Standout is a new display layout for when you are presenting a slideshow. An improved “Share content” pane will allow you to turn this new mode on so your video appears in front of the slides. This helps viewers read the body language of the presenter and prevents them from missing cues that they would have got in a physical room. Standout is the first of three new presenter modes. Also coming soon are Reporter and Side-By-Side. Reporter works like a news reader, where the content is in a box over your shoulder.

Enhancements to Teams Rooms

Microsoft understand that in-person meetings and physical meeting rooms are still going to be needed post-pandemic. The new features coming to the Microsoft Teams Rooms platform are focussed on bringing remote participants up to equal standing with the people in the room. Intelligent speaker devices will transcribe text from people in the room and can display it as subtitles, labelled with the person who said it. Microsoft have also seen a rise in people using the Chat feature during a meeting. They will be introducing tools to help manage that chat (which is easy to miss as a presenter) and bring it into the room by showing it on the in-room display. New bots will enable people to use natural language to set action items to free up time that would usually need to happen after the meeting. By using the latest Surface Hub 2S as a physical whiteboard aside the main display, this can be brought to the remote attendees so they can have their input. The Microsoft Whiteboard app allows everyone to contribute/draw/markup the whiteboard in real-time, regardless of where they are located. They showed a great demo video (about 12 mins into the keynote) that showed what all of this looked like. I liked the quick look at the home office, I wonder if I can get one of those screens for my one!


Microsoft Teams has been able to present internal or external events for up to 10,000 people through the Live Events feature. However, this fell short of being a true end-to-end webinar experience. The new Webinar meeting type includes custom registration, rich presentation options, host controls (such as the ability to disable attendee chat and video) and post-event reporting.

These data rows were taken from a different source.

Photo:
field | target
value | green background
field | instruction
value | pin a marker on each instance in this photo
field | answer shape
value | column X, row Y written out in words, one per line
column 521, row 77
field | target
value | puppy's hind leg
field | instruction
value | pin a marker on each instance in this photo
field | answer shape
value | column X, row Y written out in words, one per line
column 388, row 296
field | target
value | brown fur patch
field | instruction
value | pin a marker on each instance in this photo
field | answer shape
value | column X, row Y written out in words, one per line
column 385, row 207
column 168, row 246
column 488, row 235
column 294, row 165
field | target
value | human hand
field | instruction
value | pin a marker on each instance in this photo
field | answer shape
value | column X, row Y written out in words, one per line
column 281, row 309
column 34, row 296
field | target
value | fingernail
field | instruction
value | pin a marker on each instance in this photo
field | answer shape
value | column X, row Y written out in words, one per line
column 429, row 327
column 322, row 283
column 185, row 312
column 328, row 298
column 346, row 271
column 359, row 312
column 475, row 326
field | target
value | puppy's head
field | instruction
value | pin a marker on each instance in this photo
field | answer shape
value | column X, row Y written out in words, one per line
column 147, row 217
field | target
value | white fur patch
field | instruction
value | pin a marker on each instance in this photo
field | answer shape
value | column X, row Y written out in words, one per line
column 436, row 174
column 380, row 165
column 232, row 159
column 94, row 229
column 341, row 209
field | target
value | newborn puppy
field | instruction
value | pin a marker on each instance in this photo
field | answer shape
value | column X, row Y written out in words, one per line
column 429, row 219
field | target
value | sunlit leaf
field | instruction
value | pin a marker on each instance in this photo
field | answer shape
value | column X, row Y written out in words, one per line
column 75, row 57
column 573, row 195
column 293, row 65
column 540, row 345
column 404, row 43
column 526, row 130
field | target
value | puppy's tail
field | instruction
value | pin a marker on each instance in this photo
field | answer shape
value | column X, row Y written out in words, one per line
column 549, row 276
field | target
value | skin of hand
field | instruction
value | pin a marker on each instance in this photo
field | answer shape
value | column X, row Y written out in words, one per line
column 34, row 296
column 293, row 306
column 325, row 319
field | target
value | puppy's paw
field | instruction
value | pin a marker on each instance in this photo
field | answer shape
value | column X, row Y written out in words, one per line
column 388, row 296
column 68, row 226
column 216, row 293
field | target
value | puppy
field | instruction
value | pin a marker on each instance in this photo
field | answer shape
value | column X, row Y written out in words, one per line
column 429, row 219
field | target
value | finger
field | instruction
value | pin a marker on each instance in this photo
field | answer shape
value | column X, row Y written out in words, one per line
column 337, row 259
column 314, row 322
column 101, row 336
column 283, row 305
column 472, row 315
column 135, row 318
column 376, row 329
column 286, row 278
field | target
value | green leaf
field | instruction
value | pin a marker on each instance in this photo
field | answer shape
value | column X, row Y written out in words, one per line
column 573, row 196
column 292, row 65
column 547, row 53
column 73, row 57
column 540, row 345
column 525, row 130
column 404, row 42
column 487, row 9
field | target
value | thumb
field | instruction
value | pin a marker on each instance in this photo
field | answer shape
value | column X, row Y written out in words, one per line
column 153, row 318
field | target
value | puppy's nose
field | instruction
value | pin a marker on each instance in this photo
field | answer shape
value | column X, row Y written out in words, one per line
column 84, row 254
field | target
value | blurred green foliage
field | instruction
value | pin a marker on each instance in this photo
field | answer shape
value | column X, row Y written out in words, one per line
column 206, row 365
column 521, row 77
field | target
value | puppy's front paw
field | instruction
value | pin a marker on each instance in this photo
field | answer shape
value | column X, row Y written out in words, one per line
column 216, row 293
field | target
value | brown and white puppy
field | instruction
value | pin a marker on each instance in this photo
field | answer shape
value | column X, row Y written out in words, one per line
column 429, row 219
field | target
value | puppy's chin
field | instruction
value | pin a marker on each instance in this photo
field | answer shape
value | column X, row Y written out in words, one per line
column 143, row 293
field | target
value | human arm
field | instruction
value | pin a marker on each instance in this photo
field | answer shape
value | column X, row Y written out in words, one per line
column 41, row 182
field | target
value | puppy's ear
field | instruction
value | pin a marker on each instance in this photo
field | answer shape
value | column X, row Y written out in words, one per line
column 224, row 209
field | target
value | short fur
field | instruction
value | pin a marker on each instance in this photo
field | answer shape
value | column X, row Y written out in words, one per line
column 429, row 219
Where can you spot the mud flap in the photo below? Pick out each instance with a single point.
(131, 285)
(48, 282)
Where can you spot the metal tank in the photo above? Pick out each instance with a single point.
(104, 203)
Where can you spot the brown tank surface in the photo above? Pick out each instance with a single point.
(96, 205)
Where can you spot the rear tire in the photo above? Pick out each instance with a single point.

Webinars will support up to 1000 participants at first, but will seamlessly scale to a 10,000-person view-only broadcast experience if more people attend. This feature will also be integrated into Dynamics 365 Marketing to be used for campaigns.

Creating a Webinar directly in the Teams app


It’s great to see all the investment Microsoft are putting into bridging that gap between home and the office. Microsoft Teams is becoming (if not already) that core tool for communication and collaboration with all your apps and experiences. These new features are all extra finesse on a strong product that has withstood the pressure of the pandemic. It also highlights the major benefits of switching to Software as a Service, where the app is constantly evolving and improving at no additional cost to you. I’d highly recommend making sure that Microsoft Teams is allowed to regularly update itself automatically so people in your organisation get to benefit from them as early as possible. It’s also another good reason to make sure yo have Digital Champions, or a similar user group, that can keep up to date with all these features on behalf of all of your organisation and then help guide and promote them to drive adoption.